Pour permettre de répondre aux réglementations environnementales d’aujourd’hui et de demain. la filière béton est mobilisée pour faire évoluer les normes en vigueur et accompagner les nouvelles solutions constructives décarbonées. C’est au travers des différents projets de Recherche Nationaux réalisés ces vingts dernières années (Recybéton, PerfDub et FastCarb), que la filière a pu disposer d’un retour d’expérience suffisamment probant et documenté, permettant de considérer que le niveau de garantie nécessaire à l’évolution des normes en vigueur était atteint. Ces différents travaux de la filière ont été pris en compte dans la dernière révision de la norme NF EN 206+A2/CN essentiellement sur les sujets suivants :

Intégration des nouveaux ciments

La norme NF EN 197-5 (2021) introduit deux nouveaux types de ciments qui permettent de réduire leur empreinte environnementale en réduisant leur teneur en clinker et en jouant sur les synergies des constituants pour garantir de bonnes performances :

  • les CEM II/C-M (50 à 64 % de clinker)  et les CEM VI ( 25 à 49% de clinker)

Ces nouveaux ciments sont des ciments ternaires, constitués de clinker et de deux constituants identiques à ceux couverts par la NF EN 197-1. Cette norme contrairement à la NF EN 197-1 n’est pas une norme harmonisée. Cela implique que ces ciments devront être obligatoirement certifiés « NF » pour être utilisés en France.

L’aptitude à l’utilisation de ces nouveaux ciments ayant été démontré, la dernière version de la norme NF EN 206+A2/CN intègre leur utilisation dans ses tableaux de composition (Annexe NA.F).

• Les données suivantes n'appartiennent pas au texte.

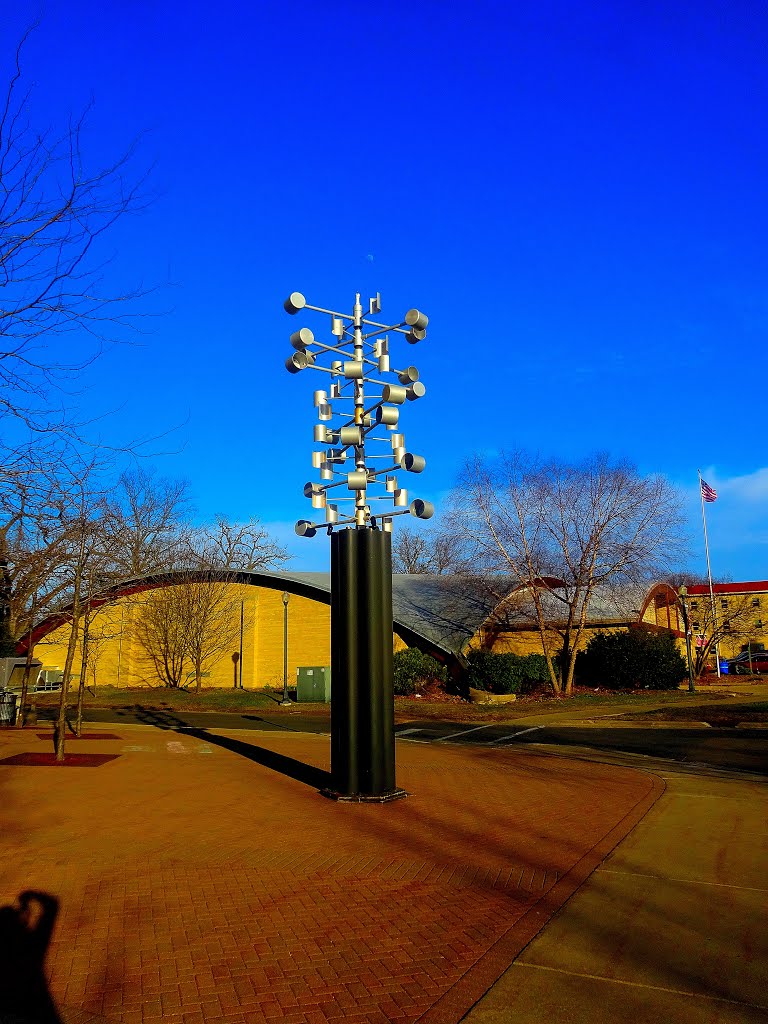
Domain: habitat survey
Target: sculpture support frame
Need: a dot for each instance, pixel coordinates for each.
(363, 762)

Augmentation de l’utilisation des  granulats de bétons recyclés

Sur la base des résultats des travaux du Projet National Recybéton, la dernière version de la norme NF EN 206+A2/CN permet l’utilisation des granulats recyclés à des taux élevés (jusque 60 %) dans les bétons.

Les granulats recyclé sont classés en 3 types selon leur composition et leur fréquence de contrôle. Seuls les granulats de type 1 et 2 sont autorisé dans les bétons structurels. Leur taux d’introduction dans le béton dépend de leur type, de leur granulométrie ( sable ou gravillons) et de la classe d’exposition du béton.

Le béton est ainsi classé en fonction de son taux massique total de granulats recyclés, notifié sur le BL R0 à R7
L’utilisation d’un béton de classe R2 et au-delà dans le cas de béton armé (R1 et au-delà pour le béton précontraint) entraine une prise en compte particulière au niveau des règles de dimensionnement.

Les granulats de prémélange (mélange de granulats naturels et recyclés de type 1 ou 2) sont également autorisés. On désigne le taux de granulat recyclé par la lettre Tx suivi de la valeur en % en poids du prémélange.

Fascicule FD P 18-480

Le nouveau Fascicule de Documentation FD P 18-480 permet de justifier de la durabilité des ouvrages en béton par méthode performantielle. Ce fascicule est appelé par la NF EN 206 + A2/CN, et permet de déroger aux règles prescriptives sur les granulats et sur les bétons (Annexe NA.F). Il a été construit sur la base des travaux du Projet National Perfdub.

La formulation « performantielle » doit être validée  sur la base d’un dossier technique et le choix de cette approche doit être validé par les différentes parties. Des niveaux de recommandations N1 à N3 devront être affichés fonction de la catégorie des ouvrages livrés.

Les épreuves de qualification du béton dépendent du niveau défini d’application de la méthode (N1, N2, N3) : N1 étude sur formule nominale
N2 et N3 étude sur nominale + dérivées .

Cette approche nécessite environ 6 mois d’étude, un suivi d’épreuve et de convenance et un contrôle de production minimum tous les 2 ans.

Pour ce type de béton, il conviendra d’utiliser la désignation BPPS (Béton Performantiel à Propriétés Spécifiées), ou BPCP (Béton Performantiel à Composition Prescrite).